In the Incarnation, Christ conquered death and sin, giving all of us the capacity to rise above the struggles that belong to human existence and to conquer in him. One does not have to be explicitly aware of this in order for Christ’s Incarnation to be effective in one’s life and in the life of the world. All the progress in this world is the fruit of the Incarnation; for Christ has joined himself to every man when he joined himself to matter. 

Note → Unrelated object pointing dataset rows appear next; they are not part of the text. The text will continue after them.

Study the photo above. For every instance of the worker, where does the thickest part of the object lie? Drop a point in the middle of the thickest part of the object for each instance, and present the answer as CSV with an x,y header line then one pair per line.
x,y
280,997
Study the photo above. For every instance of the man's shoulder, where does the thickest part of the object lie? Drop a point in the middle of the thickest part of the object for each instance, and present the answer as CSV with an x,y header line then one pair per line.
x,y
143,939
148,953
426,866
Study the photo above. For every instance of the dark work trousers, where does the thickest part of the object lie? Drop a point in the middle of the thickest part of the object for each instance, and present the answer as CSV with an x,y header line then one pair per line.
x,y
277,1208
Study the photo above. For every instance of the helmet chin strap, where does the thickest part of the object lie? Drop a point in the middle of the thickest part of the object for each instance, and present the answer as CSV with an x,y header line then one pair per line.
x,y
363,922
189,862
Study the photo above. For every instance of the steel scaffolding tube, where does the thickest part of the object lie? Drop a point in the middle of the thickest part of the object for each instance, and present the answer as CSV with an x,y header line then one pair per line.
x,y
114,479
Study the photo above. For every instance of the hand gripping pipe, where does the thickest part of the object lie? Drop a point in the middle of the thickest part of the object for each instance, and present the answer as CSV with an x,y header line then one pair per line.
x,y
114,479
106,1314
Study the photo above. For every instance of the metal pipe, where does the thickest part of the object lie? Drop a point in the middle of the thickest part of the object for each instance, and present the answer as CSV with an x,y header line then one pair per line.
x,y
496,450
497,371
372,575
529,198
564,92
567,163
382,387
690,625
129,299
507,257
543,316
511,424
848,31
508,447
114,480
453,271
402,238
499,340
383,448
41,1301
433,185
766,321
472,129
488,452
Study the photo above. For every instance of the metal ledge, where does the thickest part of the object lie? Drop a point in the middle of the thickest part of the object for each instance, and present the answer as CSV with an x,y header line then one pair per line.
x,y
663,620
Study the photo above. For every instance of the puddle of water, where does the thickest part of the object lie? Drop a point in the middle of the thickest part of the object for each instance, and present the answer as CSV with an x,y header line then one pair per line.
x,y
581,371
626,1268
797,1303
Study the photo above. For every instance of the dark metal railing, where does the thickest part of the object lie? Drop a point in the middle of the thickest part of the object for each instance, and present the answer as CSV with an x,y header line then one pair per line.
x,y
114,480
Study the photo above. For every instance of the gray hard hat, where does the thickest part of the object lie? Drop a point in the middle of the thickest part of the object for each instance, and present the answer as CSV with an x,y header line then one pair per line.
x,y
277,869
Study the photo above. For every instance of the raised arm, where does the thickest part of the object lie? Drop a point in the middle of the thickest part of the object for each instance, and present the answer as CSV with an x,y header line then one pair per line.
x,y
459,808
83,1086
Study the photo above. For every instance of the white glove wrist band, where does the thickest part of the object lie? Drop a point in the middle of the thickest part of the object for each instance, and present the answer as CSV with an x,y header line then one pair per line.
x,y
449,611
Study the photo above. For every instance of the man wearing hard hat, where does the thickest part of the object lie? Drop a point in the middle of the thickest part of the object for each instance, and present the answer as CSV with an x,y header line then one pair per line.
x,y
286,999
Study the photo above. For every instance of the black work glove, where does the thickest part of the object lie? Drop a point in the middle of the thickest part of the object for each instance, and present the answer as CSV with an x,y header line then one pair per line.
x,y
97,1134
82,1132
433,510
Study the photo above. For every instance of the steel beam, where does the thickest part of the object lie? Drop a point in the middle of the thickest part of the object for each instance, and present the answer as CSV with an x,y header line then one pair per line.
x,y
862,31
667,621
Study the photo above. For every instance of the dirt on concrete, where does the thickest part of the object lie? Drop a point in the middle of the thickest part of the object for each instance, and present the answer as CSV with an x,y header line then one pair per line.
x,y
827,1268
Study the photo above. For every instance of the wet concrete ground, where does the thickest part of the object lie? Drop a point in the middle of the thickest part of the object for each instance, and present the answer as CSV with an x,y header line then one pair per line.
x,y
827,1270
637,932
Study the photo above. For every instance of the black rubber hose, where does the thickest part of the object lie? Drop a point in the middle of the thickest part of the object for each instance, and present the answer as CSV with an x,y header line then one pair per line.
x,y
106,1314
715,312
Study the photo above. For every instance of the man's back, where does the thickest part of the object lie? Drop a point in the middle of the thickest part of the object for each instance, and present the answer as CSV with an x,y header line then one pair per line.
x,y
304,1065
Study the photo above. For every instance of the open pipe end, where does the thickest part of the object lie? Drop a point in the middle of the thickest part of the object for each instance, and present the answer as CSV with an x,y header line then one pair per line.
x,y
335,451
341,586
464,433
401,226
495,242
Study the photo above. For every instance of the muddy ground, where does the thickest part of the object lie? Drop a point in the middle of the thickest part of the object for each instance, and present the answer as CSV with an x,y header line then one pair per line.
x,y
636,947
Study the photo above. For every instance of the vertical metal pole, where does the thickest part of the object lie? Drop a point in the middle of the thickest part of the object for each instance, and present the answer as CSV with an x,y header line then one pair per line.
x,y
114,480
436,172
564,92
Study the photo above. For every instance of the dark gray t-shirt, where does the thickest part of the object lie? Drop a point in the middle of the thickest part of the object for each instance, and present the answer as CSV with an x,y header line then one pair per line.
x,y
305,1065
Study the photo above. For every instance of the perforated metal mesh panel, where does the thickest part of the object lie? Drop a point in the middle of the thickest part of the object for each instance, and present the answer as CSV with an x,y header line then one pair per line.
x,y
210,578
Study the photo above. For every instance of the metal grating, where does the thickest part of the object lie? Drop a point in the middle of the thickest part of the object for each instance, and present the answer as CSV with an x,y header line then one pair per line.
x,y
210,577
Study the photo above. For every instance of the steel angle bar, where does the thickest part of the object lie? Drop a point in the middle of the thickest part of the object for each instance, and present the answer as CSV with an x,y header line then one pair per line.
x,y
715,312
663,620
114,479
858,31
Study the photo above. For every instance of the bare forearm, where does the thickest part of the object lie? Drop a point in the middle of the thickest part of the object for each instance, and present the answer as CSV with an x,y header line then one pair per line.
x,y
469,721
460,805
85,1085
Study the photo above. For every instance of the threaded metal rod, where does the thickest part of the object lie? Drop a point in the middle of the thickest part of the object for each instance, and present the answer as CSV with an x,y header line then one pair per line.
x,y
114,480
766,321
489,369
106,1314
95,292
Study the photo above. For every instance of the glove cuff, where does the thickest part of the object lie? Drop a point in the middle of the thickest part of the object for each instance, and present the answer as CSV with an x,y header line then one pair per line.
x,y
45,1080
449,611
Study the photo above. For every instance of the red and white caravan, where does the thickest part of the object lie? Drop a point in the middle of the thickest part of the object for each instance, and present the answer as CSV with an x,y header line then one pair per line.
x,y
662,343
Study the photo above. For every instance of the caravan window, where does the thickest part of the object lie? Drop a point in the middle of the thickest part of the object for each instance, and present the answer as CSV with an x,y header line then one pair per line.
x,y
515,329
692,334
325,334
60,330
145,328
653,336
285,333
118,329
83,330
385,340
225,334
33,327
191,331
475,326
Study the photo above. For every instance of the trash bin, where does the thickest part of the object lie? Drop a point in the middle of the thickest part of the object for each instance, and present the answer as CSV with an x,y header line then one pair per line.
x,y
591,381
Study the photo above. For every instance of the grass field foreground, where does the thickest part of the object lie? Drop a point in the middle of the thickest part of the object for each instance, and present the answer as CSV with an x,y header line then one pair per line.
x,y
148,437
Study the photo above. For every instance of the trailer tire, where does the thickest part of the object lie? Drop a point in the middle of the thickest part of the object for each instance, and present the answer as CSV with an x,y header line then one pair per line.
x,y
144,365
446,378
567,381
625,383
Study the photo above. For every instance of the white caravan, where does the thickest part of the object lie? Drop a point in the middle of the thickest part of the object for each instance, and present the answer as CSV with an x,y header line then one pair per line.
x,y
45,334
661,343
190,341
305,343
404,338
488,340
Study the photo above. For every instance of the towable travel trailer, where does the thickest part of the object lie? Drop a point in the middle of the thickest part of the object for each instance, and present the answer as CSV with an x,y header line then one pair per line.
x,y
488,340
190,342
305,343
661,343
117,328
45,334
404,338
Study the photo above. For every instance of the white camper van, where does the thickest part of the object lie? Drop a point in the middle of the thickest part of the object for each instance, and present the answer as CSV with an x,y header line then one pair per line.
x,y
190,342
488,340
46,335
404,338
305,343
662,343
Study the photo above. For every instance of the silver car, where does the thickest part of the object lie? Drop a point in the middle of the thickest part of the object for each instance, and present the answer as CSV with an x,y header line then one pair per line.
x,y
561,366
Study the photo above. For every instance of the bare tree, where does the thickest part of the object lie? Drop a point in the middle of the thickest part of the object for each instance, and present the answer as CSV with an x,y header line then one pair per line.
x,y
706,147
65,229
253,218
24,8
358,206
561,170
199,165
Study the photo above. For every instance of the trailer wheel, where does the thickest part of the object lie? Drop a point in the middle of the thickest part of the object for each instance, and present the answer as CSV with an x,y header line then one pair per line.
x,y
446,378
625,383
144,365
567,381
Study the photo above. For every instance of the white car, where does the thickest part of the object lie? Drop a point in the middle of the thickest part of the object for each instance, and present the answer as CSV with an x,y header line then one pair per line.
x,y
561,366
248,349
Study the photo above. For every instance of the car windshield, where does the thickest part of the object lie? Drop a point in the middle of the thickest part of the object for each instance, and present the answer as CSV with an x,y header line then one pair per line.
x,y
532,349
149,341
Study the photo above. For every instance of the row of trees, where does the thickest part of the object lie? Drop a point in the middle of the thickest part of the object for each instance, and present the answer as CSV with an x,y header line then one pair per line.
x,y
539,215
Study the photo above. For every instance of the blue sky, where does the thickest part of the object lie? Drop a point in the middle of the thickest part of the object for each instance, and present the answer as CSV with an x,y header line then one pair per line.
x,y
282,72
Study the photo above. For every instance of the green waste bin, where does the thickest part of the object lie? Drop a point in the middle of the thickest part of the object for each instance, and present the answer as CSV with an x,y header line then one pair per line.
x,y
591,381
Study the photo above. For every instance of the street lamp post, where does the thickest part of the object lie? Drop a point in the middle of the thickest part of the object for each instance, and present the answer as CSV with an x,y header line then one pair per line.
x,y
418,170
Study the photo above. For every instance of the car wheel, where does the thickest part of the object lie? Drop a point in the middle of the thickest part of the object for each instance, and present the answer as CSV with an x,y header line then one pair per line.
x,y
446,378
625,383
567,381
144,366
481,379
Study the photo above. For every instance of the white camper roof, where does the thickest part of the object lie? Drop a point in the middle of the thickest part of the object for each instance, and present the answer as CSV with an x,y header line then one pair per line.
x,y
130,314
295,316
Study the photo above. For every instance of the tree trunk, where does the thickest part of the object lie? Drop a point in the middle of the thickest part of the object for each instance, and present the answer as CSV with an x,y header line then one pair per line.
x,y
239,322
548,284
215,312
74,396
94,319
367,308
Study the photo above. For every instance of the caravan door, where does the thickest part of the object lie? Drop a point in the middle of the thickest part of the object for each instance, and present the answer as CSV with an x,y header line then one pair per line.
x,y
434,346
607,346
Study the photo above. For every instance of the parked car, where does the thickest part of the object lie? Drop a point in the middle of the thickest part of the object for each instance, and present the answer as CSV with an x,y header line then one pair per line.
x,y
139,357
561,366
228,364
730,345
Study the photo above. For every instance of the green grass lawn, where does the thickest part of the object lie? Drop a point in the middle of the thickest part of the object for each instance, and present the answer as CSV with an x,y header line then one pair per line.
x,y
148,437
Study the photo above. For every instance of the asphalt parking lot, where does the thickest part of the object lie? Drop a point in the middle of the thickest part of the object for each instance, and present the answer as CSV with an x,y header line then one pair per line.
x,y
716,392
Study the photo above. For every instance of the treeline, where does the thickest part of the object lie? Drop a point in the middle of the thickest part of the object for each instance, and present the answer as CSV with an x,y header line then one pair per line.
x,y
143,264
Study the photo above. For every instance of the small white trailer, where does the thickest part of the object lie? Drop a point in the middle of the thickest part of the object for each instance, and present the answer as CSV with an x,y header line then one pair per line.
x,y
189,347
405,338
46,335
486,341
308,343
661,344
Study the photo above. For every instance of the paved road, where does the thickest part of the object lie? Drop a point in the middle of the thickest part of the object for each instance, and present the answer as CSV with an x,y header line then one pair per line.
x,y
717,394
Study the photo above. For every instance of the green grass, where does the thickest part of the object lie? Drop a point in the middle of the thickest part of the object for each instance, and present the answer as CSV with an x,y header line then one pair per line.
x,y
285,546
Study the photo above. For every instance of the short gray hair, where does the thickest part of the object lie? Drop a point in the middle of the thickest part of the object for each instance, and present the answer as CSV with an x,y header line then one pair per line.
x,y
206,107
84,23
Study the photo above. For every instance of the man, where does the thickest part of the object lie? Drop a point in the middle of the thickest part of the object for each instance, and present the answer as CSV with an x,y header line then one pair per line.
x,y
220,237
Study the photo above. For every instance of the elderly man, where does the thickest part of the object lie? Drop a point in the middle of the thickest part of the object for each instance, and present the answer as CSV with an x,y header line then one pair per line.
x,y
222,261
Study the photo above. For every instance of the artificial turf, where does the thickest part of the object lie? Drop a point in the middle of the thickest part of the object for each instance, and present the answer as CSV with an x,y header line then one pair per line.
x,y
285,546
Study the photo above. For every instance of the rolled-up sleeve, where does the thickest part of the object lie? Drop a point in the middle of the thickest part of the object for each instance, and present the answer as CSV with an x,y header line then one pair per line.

When Pius X was made the archbishop of Venice, his mother and father both looked at his ring and said: “You would not have that ring if it wasn’t for this ring”, indicating their wedding ring. It was as if to say: “We were instrumental in this. Without marriage, you wouldn’t be here, buddy.” They were the ones who provided his education that led to this. Hierarchy, sacred order, arises out of the faithful, not above the faithful. It is the fruit of marriage. The word “laity” is from laos, which is ‘of the people’. A cleric remains a part of the people, a servant of the people, never outside and above. The movement from non-cleric to cleric is not from above to the Cathedral; rather, it is from parents to the Cathedral, parents whose marriage is holy, a sharing in the paschal mystery.